Custodiamo e rinforziamo nei cuori la Grande Idea, lavorando al rivolgimento interiore, curando a livello psicologico le nostre chiusure e isolamenti, finché non scocchi questo termine che metterà fine al mondo dell’ego e instaurerà i tempi nuovi.
Un abbraccio a te, a tutti i ricercatori dello Spirito, e soprattutto al grande Fëdor Michajlovič!
Paola
Grazie, Irene, di aver scovato questa bella profezia, che ci incoraggia nel nostro cammino! Mariapia
È incredibile di come cambiano gli organi percettivi e la capacità creativa di incarnare “parole” seguendo il nostro cammino in DP. Le stesse parole lette tanto tempo fa, condivise e amate di Dostoevskij, ora entrano vive e urlanti nel mio corpo. Cosa è successo davvero. Perché questo non accadde allora, alla prima lettura? Eppure l’amore per Dostoevskij era lo stesso.
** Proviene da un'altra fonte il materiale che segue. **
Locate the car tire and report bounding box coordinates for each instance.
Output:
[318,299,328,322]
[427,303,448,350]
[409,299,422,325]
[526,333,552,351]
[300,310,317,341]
La risposta mi si è posata addosso ora – le parole che ascoltiamo si animano se entrano in risonanza con un’ altra parola trovata e custodita dentro di noi. “FEDE”. Allora avviene quell’abbraccio di sostanze che rimodella i sensi, li ripulisce dai vecchi odori e sapori. È una parola “decoder” che richiamandoci al nostro principio di verità e di senso, accoglie a se solo le frequenze che cantano in accordo, fugando la paura del discernimento. Riusciamo a fidarci perché spazzola la strada dall’inciampi. Allora ti accorgi che arrivare a credere tutti i giorni per quasi tutto il giorno è l’unica strada su cui s’incontra la vita.
Grazie Irene Motzo, grazie Fëdor Dostoevskij, grazie Marco Guzzi, grazie a tutti voi.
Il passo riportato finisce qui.